Infrared CCD, Infrared CCD reflected (IRCCDR) and Infrared False Color (IRFC)
The range of infrared light that is near the visible light spectrum and detectable with a common CCD camera is called IRCCD. In straightforward cases, IRCCD can reveal the underdrawing in a painting. Some pigments, such as lead white, become transparent with IRCCD. Generally, though, IRR is more effective than IRCCD. IRCCD and IRR are also useful in improving the readability of text in manuscripts that have been erased and overwritten.
How it works
Near infrared energy is the portion of the electromagnetic spectrum just past the red segment of visible light. Generally, the region between 780 and 1100nm is called IRCCD because a CCD and a slightly modified digital camera can detect this range.
False color infrared composites are generated by showing the green parts of the image as blue, the red parts as green, and the near infrared information as red. Therefore, two set-ups are needed in order to collect a visible picture (with RGB channels) and an IR picture.
IR False Color | Channels |
IR monochromatic | R-red |
Red from visible image | G-green |
Green from visible image | B-blue |
Technical details
To shoot IRCCD images, you first need to modify your digital camera by removing the IR cut filter (http://www.astrosurf.org/buil/d70/ircut.htm). You then need an IR pass filter (under $100) to cut visible light, and an IR cut filter to take normal pictures. Common IR sources are halogen lamps and incandescent bulbs.
YOUTUBE VIDEO http://www.youtube.com/watch?v=R4hUFdwKDVQ
IR Reflectography (IRR)
What we learn
The term IRR refers to an imaging examination that uses devices which can detect far IR radiation to about 2 microns.
Underdrawing techinques
IRR is a powerful method to study the underdrawing technique used by an artist and greatly helps art curators authenticate pieces.
Renaissance artists used an underdrawing technique called ''spolvero.’’ They pressed a dust made of ground, powdered black chalk through the pricked outlines of an original drawing onto a fresh sheet of paper, leaving dotted guiding lines. Artists could then experiment with particularly important or complex parts of their designs.
Pentimenti
Painters often drew sketches onto their canvasses, which they then ignored or changed. These are called pentimenti, and can be seen through an IRR camera. Finding pentimenti in a painting is often a proof of its authenticity. Indeed, an imitator doesn’t change his composition, whereas an artist often changes many details.

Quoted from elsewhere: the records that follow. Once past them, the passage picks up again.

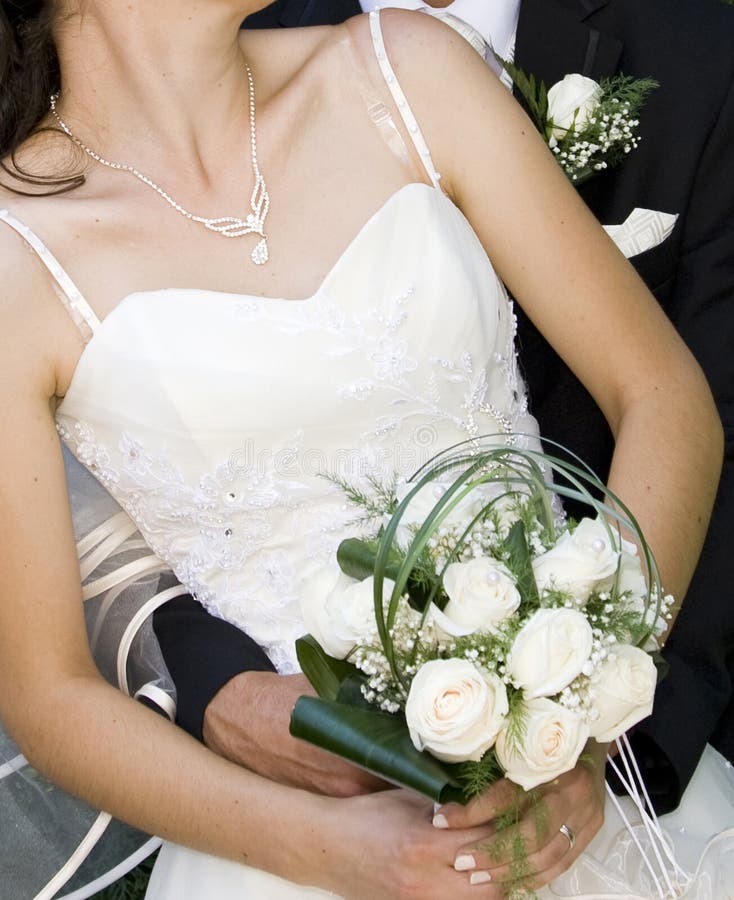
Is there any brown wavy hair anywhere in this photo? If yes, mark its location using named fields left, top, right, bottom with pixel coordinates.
left=0, top=0, right=84, bottom=195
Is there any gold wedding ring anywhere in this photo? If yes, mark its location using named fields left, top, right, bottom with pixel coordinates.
left=558, top=825, right=576, bottom=850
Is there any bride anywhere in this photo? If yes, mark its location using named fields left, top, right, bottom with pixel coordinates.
left=0, top=0, right=721, bottom=900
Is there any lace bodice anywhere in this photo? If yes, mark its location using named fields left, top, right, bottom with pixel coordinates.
left=1, top=10, right=535, bottom=671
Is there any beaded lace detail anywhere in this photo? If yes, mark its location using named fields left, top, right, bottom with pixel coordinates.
left=10, top=10, right=536, bottom=672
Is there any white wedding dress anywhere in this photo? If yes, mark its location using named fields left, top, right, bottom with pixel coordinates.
left=0, top=8, right=734, bottom=900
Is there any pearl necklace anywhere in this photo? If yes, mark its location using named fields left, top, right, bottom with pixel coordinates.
left=50, top=63, right=270, bottom=266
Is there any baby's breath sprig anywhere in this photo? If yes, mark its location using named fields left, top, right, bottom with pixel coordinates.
left=498, top=57, right=659, bottom=186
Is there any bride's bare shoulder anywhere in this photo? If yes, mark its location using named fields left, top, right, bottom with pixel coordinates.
left=0, top=195, right=81, bottom=397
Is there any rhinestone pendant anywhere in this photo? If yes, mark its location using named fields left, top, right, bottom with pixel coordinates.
left=250, top=238, right=270, bottom=266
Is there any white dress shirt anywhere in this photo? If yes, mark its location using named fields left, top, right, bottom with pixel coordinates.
left=360, top=0, right=520, bottom=65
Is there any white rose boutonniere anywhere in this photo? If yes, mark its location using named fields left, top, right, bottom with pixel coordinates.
left=507, top=609, right=593, bottom=698
left=498, top=57, right=659, bottom=185
left=548, top=74, right=601, bottom=146
left=495, top=698, right=589, bottom=791
left=405, top=659, right=509, bottom=762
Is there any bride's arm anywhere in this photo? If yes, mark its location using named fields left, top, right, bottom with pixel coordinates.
left=0, top=250, right=516, bottom=900
left=382, top=11, right=723, bottom=612
left=362, top=11, right=723, bottom=885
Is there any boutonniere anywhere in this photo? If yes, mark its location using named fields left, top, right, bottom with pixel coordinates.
left=498, top=57, right=659, bottom=185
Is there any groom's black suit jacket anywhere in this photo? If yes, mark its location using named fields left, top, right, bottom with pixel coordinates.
left=156, top=0, right=734, bottom=809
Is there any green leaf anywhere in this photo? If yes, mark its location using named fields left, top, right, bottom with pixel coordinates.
left=336, top=672, right=375, bottom=712
left=296, top=634, right=357, bottom=700
left=504, top=522, right=540, bottom=606
left=336, top=538, right=375, bottom=581
left=290, top=697, right=466, bottom=803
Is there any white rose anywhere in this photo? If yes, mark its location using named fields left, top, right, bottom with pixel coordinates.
left=548, top=73, right=601, bottom=141
left=301, top=567, right=394, bottom=659
left=495, top=698, right=589, bottom=791
left=507, top=609, right=593, bottom=698
left=590, top=644, right=657, bottom=742
left=432, top=557, right=521, bottom=637
left=405, top=659, right=509, bottom=762
left=533, top=519, right=619, bottom=603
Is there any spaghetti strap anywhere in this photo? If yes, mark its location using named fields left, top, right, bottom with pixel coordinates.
left=370, top=9, right=441, bottom=188
left=0, top=209, right=100, bottom=340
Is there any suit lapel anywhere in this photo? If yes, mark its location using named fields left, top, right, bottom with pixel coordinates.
left=279, top=0, right=362, bottom=28
left=515, top=0, right=622, bottom=87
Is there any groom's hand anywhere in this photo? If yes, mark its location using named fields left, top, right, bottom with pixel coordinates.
left=203, top=672, right=390, bottom=797
left=433, top=741, right=609, bottom=889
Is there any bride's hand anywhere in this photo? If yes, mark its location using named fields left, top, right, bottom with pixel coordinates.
left=203, top=672, right=387, bottom=797
left=312, top=789, right=528, bottom=900
left=436, top=741, right=608, bottom=889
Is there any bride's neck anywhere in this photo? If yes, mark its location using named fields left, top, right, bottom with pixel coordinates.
left=56, top=0, right=256, bottom=180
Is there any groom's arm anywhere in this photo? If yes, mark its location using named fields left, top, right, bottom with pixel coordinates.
left=153, top=597, right=385, bottom=797
left=637, top=72, right=734, bottom=811
left=153, top=596, right=275, bottom=741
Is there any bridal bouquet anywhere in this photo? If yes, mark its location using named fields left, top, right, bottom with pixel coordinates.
left=291, top=443, right=672, bottom=802
left=499, top=59, right=659, bottom=185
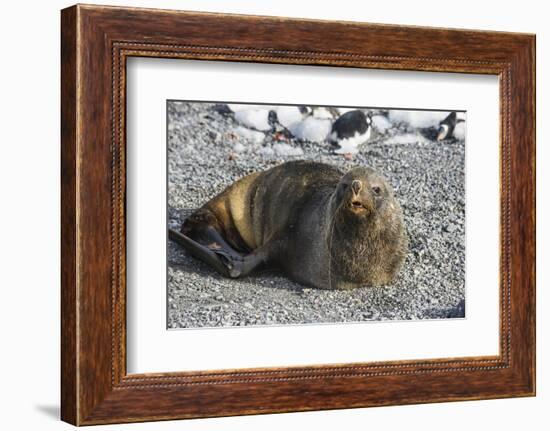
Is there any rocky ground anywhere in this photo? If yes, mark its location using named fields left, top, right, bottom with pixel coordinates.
left=167, top=102, right=465, bottom=328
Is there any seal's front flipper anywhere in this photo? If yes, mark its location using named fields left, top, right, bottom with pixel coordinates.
left=168, top=229, right=240, bottom=278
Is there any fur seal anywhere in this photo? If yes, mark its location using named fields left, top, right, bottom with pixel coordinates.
left=169, top=161, right=408, bottom=289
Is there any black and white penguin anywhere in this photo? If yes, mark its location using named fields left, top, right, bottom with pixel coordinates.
left=437, top=111, right=464, bottom=141
left=328, top=109, right=372, bottom=154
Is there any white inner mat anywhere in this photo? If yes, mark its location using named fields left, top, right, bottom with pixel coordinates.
left=127, top=58, right=499, bottom=373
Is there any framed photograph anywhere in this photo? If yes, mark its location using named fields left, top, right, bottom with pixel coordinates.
left=61, top=5, right=535, bottom=425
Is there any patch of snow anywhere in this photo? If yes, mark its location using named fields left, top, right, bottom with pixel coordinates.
left=334, top=127, right=372, bottom=154
left=273, top=106, right=304, bottom=129
left=372, top=115, right=393, bottom=133
left=389, top=109, right=449, bottom=127
left=227, top=103, right=272, bottom=113
left=233, top=142, right=246, bottom=153
left=336, top=108, right=357, bottom=115
left=453, top=122, right=466, bottom=141
left=235, top=126, right=265, bottom=144
left=273, top=143, right=304, bottom=156
left=313, top=107, right=334, bottom=120
left=235, top=109, right=271, bottom=131
left=384, top=133, right=430, bottom=145
left=258, top=147, right=275, bottom=156
left=288, top=117, right=332, bottom=142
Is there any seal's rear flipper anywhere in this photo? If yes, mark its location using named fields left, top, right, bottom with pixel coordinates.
left=168, top=229, right=240, bottom=278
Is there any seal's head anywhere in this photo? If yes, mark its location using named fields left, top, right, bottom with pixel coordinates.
left=336, top=167, right=393, bottom=220
left=328, top=167, right=408, bottom=286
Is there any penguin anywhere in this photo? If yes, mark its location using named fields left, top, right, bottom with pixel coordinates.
left=437, top=111, right=464, bottom=142
left=328, top=109, right=372, bottom=154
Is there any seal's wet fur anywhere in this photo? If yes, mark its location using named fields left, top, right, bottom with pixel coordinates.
left=170, top=161, right=408, bottom=289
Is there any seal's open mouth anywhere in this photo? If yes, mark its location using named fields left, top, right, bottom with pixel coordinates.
left=350, top=199, right=367, bottom=211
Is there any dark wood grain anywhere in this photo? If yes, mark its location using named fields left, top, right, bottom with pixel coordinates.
left=61, top=6, right=535, bottom=425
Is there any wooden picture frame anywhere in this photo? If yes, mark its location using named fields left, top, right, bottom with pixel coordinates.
left=61, top=5, right=535, bottom=425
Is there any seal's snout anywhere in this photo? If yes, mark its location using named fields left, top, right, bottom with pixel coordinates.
left=351, top=180, right=363, bottom=195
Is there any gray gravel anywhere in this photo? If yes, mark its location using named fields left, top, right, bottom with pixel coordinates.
left=167, top=102, right=465, bottom=328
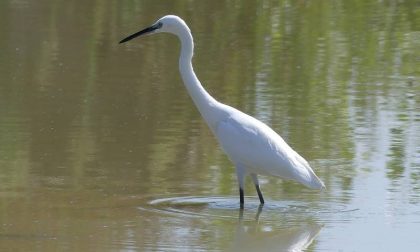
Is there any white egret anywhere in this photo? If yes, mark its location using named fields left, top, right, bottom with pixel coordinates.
left=120, top=15, right=325, bottom=208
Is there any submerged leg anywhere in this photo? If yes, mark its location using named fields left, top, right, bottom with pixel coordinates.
left=251, top=173, right=264, bottom=205
left=236, top=165, right=245, bottom=208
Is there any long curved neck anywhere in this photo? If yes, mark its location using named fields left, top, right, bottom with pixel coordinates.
left=178, top=30, right=219, bottom=126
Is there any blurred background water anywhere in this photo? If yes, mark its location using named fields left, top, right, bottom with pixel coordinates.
left=0, top=0, right=420, bottom=251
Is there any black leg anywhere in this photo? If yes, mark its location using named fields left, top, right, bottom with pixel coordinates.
left=255, top=204, right=264, bottom=222
left=255, top=185, right=264, bottom=205
left=239, top=187, right=244, bottom=209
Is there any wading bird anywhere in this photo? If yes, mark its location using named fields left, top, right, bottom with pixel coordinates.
left=120, top=15, right=325, bottom=208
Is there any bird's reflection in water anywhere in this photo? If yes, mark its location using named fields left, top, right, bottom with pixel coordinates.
left=231, top=206, right=322, bottom=252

Hunting for pentimenti with infrared reflectography
Using only the light overhead, it would be impossible to look at the Virgin of the Rocks at the National Gallery in London and know that Leonardo da Vinci drew a hand under the Virgin’s face, and that there were many other figures that he never painted. But if you could see the image with an IRR camera, as in the image above, right, you would see the hand just below her mouth.
There are other numerous pentimenti or changes to the original design in the underdrawing, such as the alteration of the position of the head and legs of the Christ child and the position of the Virgin’s left hand. Finding these pentimenti has allowed scholars to conclude that the painting was not intended to be an exact duplicate of the first version of the Virgin of the Rocks, now at the Louvre.
How it works
Light in the IR spectral range to 2 microns can easily pass through most pigments, making the underdrawing visible. When an IR ray passes through the pictorial film and hits a black carbon line of the underdrawing, it is absorbed. When it hits the ground layer of white gesso (calcium sulfate), the IR light is reflected back. Therefore, the IRR camera "sees" underdrawing as a black area over white gesso.
Technical details
These instruments look like common video cameras, but actually cost tens of thousands of dollars.